Cooking From a Suitcase: An Alvin Ailey Dancer’s Tour Menu
Alvin Ailey veteran dancer Akua Noni Parker talks with us about her vegan and gluten-free diet as well as cooking on the road.
New York is famous for its holiday traditions, including the Christmas tree at Rockefeller Center, the ball drop in Times Square, the midnight run in Central Park and the over-the-top window displays along Fifth Avenue. But my personal favorite is the residency that modern dance company Alvin Ailey American Dance Theater does each year at City Center.
While Ailey embarks on annual domestic and international tours, its final performances of the year take place in New York—home to its school and headquarters and where its founder, Alvin Ailey, started his eponymous company in 1958, with a performance at the 92nd Street YM-YWHA.
The City Center engagement, which runs through January 5, is no easy task to pull off, with eight performances a week and just one day off. And that’s not to mention that Ailey has traditionally offered pieces from a range of choreographers that push both physical and emotional limits, including its signature Revelations.
Dancer Akua Noni Parker, who has been with Ailey for 12 years, knows how to prepare for the rigors of the schedule. One of her keys to feeling healthy and energized? A vegan, gluten-free diet. “I just tend to feel better when I don’t consume meat. I thrive better when I don’t have much gluten in my body, as well,” she told me recently. What she eats affects, “how fast I heal, how good I feel and how well I sleep.”
Parker loves to cook and takes it quite seriously. She recently took an intensive five-day vegan cooking class in Mallorca, Spain, and when she’s on the road she often prepares her own meals. “I kind of cheat and cook in my hotel room,” she admitted. In fact, her travel trunk is filled with the workout clothes, stretch bands and yoga mats you’d expect from a professional dancer, as well as pans, a hot plate, spices, cutting boards and utensils, including a peeler, a knife and a spatula. While her in-room cheffing normally works out quite well, things happen: She inadvertently burned a bit of carpeting in a London hotel with a hot pan, which she had to pay to fix.
During the City Center performances, she spends her one day off cooking.

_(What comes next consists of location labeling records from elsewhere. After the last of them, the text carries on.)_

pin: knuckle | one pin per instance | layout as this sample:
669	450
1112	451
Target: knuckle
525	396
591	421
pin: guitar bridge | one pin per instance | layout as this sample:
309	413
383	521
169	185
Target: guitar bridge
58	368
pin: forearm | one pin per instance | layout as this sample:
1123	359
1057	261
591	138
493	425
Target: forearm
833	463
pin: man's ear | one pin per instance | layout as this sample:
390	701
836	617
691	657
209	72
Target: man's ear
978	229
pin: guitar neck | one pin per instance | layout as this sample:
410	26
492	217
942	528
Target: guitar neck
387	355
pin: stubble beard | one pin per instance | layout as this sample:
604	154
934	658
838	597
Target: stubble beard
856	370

Generally, she’ll run her errands on Monday and prepare three meals, which will be eaten during the rest of the week. A favorite is what she calls “one pot wonders,” like bean chili, Thai curries and (dairy free) sag paneer. “Of course, you get bored if you make the same thing every week,” she says. “My staple really is a curry lentil dal. It’s one of my favorite things.”
Her performance schedule can make eating a challenge, too. “I don’t like to dance on a full stomach, but there are plenty of people in the company that would prefer to eat right before the performance,” she says. “So I tend to snack more. I’ve been experimenting with some granola bars and nuts and berries and things like that. I try to eat heavier in the morning.” She’ll often start her day with homemade soy milk yogurt or oatmeal. Thanks to her cooking course, she’s also been using vegan egg replacements and whipping up tofu scrambles.
Her love for cooking is not a complete surprise given that her mother, “cooked dinner every night and we had breakfast every morning,” said Parker. “She would actually chart out a menu with a ruler. It would be on the refrigerator so we knew what we would have.” And her father now owns a Cajun seafood restaurant in St. Louis called Gulf Shores Restaurant & Grill.
While her cooking class expanded her culinary horizons, she’s still trying to master one aspect. “Gluten-free baking is difficult,” she said, “so I’m still trying to figure that out.” Judging by the delicious chocolate-chip banana bread she brought when we met, I think she’s well on her way.